In streaming services such as Netflix, Amazon Prime and Disney Hotstar; the government has previously pushed for a self-regulatory mechanism as already mentioned earlier and the backing that the government provided for such a change was that these companies formulated a self-regulation code that the Information & Broadcasting ministry rejected due to what it saw as conflict in interest in the advisory panel.
It was further mentioned that the code proposed by the OTTs prohibited content, including that which deliberately and maliciously disrespected the national emblem or national flag, any visual or story line that promotes child pornography, any content that maliciously intends to outrage religious sentiments, content that deliberately and maliciously promotes or encourages terrorism, and measures need to be taken to counter these problems.
What new OTT rules could mean for India’s internet?
The government decided to come up with this move after realizing that vast amount of content, ranging from news sites to videos to entertainment on the web, was under no regulation.

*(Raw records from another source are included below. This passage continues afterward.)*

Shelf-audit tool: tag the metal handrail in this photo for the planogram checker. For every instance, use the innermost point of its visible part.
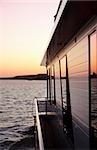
(40, 138)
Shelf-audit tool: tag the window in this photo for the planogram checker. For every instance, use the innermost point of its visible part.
(93, 88)
(57, 83)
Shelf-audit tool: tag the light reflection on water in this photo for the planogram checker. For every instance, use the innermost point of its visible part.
(16, 99)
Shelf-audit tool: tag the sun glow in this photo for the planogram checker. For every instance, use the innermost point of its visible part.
(25, 27)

This was particularly because they were covered under the IT Act, which is more technical than content-based. And compared to this, other forms of media, all had some level of scrutiny.
This situation will change now, with the Information & Broadcasting ministry now getting the power to regulate the policies dictating, if needed, what should be shown or uploaded online and what should not be.

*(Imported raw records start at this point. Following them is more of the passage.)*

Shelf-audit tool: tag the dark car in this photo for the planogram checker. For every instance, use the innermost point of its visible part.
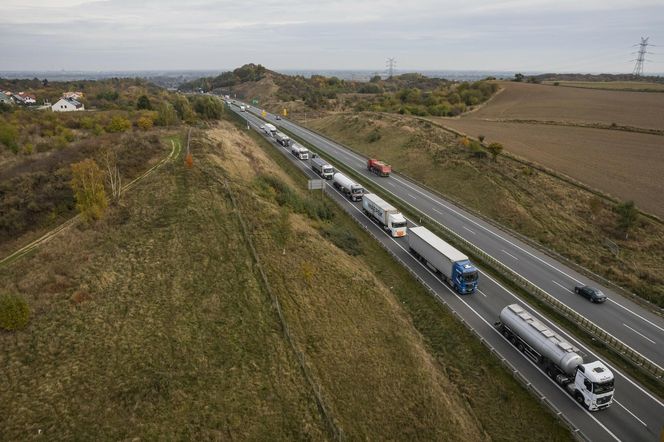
(593, 294)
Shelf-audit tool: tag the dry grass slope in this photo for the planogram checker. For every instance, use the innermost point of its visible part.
(562, 217)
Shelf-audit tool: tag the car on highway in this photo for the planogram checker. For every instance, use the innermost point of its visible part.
(591, 293)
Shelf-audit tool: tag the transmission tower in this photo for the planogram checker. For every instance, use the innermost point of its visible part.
(390, 64)
(641, 56)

While the move is supported by many stating that the current move will ensure the limits on violations of the Programme Code by the OTT platforms which were so far unregulated and remained unscrutinized; many of them opposed the move by proposing that the current move will act as a curb on free media.
The further announcement stating that all digital news, audio, and visual content platforms (OTT) would now be under the jurisdiction of the Information & Broadcasting ministry, by the Government of India; came on 11th November, 2020.
In a notice, Cabinet Secretariat stated, “In exercise of powers conferred by clause (3) of Article 77 of the Constitution, the President hereby makes the following rules further to amend the Government of India (Allocation of Business) Rules, 1961, namely–These rules may be called the Government of India (Allocation of Business) Three Hundred and Fifty-Seventh Amendment Rules, 2020. They shall come into force at once.”
In the Government of India (Allocation of Business) Rules, 1961, in the second schedule, under the heading–‘Ministry of Information and Broadcasting (Soochana Aur Prasaran Mantralaya)’ after entry 22, the following sub-heading and entries shall be inserted, namely–Films and Audio-Visual programmes made available by online content providers.
Now content providers such as Netflix and Amazon Prime are under the ambit of Ministry of Information and Broadcasting, through an order. Online news portals have too been brought under it.